Es ist kein Wunder, dass Emanuel als „Jack Kevorkian der öffentlichen Gesundheitspolitik“ bezeichnet wurde. (Jack Kevorkian war US-amerikanischer Pathologe, vehementer Befürworter einer Selbsttötung schwerstkranker Patienten und verhalf nach eigenen Angaben mehr als 130 Menschen zum Tode, d.Ü.).

Wenn seine Aussagen einen faschistischen Beigeschmack haben, dann deshalb, weil die letzte Gesellschaft, die dem Hippokratischen Eid den Kampf angesagt hat, das nationalsozialistische Deutschland war, in dem Teile der Ärzteschaft in den staatlichen Mordapparat integriert waren, der zehntausende Behinderte tötete.

„Wie verträgt sich der hippokratische Eid mit dem Eid auf den Führer?“, fragt ein Arzt in der Fernsehserie „Charité“, in der der korrumpierende Einfluss des nationalsozialistischen Eugenikprogramms dargestellt wird.

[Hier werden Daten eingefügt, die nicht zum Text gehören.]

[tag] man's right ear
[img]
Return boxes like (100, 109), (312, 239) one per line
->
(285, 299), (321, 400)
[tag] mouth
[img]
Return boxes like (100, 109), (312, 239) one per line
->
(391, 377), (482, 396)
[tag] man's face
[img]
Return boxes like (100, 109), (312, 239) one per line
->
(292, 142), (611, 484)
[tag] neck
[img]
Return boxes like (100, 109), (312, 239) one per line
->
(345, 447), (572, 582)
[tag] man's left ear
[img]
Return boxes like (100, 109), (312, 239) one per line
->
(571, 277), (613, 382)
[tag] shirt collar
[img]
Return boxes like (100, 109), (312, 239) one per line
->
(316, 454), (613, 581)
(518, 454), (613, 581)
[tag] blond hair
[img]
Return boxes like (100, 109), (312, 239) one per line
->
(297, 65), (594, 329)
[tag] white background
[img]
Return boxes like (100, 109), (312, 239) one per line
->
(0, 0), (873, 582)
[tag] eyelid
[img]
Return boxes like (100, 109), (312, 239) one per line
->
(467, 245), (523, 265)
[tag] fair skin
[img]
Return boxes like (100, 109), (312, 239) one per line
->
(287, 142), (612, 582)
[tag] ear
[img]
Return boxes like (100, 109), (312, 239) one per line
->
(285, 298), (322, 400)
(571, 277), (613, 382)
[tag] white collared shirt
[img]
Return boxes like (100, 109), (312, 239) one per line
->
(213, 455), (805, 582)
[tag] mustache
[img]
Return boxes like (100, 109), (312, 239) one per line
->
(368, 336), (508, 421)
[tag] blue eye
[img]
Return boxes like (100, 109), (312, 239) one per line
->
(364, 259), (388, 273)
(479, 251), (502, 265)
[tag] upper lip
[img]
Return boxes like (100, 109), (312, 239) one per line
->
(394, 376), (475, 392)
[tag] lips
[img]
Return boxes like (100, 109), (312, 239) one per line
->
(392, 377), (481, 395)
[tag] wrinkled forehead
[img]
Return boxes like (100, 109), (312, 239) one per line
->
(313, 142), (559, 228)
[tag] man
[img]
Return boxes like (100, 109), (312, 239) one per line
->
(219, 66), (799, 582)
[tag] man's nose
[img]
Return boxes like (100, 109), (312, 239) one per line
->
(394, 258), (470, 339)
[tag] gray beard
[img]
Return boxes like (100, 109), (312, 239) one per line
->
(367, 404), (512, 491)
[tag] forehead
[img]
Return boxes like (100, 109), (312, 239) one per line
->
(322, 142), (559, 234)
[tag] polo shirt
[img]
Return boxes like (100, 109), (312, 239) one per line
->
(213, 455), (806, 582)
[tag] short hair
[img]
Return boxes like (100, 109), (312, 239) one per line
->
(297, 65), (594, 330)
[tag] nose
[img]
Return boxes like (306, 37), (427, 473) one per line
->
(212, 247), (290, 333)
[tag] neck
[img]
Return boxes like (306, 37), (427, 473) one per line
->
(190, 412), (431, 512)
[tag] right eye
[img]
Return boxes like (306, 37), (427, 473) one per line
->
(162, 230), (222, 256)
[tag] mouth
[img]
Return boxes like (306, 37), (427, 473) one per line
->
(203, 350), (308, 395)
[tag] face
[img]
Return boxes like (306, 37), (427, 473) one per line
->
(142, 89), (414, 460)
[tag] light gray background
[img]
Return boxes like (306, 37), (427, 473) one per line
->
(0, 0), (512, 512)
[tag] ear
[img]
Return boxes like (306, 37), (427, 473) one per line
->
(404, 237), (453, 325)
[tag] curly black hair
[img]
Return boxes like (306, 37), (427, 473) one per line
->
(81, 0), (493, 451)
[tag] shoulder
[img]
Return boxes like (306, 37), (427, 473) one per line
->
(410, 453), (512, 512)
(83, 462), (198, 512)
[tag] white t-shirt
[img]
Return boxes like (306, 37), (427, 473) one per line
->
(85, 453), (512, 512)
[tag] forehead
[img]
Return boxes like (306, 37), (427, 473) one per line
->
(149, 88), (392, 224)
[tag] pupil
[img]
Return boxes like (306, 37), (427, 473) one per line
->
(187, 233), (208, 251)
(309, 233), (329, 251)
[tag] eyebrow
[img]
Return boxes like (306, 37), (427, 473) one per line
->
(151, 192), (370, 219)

Die offene Förderung der Durchseuchung kommt just zu dem Zeitpunkt, an dem der Widerstand in der Arbeiterklasse wächst. Tausende Lehrer – von Chicago bis New York und San Francisco – setzen sich zur Wehr, um ihr Leben, das Leben ihrer Schüler und das der gesamten Bevölkerung zu verteidigen.

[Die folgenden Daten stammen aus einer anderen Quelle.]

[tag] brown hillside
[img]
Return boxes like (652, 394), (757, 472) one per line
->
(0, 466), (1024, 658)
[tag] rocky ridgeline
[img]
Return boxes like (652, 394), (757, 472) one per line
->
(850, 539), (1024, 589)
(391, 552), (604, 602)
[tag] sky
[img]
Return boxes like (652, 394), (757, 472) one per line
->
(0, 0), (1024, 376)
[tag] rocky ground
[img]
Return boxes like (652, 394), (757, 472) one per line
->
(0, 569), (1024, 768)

Jahrelang haben die räuberischsten Schichten der Kapitalistenklasse daran gearbeitet, die Lebenserwartung der amerikanischen Arbeiter systematisch zu senken. Die Pandemie, die allein im Jahr 2020 die Lebenserwartung um zwei Jahre verringert hat, hat sich für die Kapitalistenklasse als Manna vom Himmel erwiesen. Sie hat nicht die Absicht, sie zu beenden. Sie wird weiter töten, vor allem diejenigen, die das Rentenalter überschritten haben, sowie chronisch Kranke und Behinderte.

Covid-19 droht Millionen Menschen auf der ganzen Welt zu töten, wenn es nicht beseitigt und ausgerottet wird. Und so schrecklich die unmittelbaren Auswirkungen von Omikron auch sind, die weitere Ausbreitung des Virus schafft die Voraussetzungen für neue Varianten, die möglicherweise die Übertragbarkeit von Omikron mit der Tödlichkeit von Delta kombinieren und noch verheerendere Folgen haben werden.

Das Beispiel China zeigt, dass Covid-19 ausgerottet werden kann und muss! Durch die Schließung von Schulen und nicht lebensnotwendigen Betrieben in Verbindung mit einem massiven öffentlichen Programm umfassender Tests, hochwertiger Masken, Quarantäne, Kontaktnachverfolgung und Isolierung könnte die Pandemie innerhalb weniger Monate beendet und das normale Leben wieder aufgenommen werden.

Der Kampf gegen die Pandemie zeigt sich immer deutlicher als eine Klassenfrage, d.h. als Teil der Frage, wer die Gesellschaft kontrolliert und wie sie organisiert ist. Die Kapitalistenklasse hat eine humane und rationale Antwort auf die Pandemie bekämpft, bekämpft sie immer noch und wird sie auch weiterhin bekämpfen. Es ist die Aufgabe der Arbeiterklasse, für die Beendigung der Pandemie zu kämpfen, indem sie sich um ein sozialistisches Programm vereint.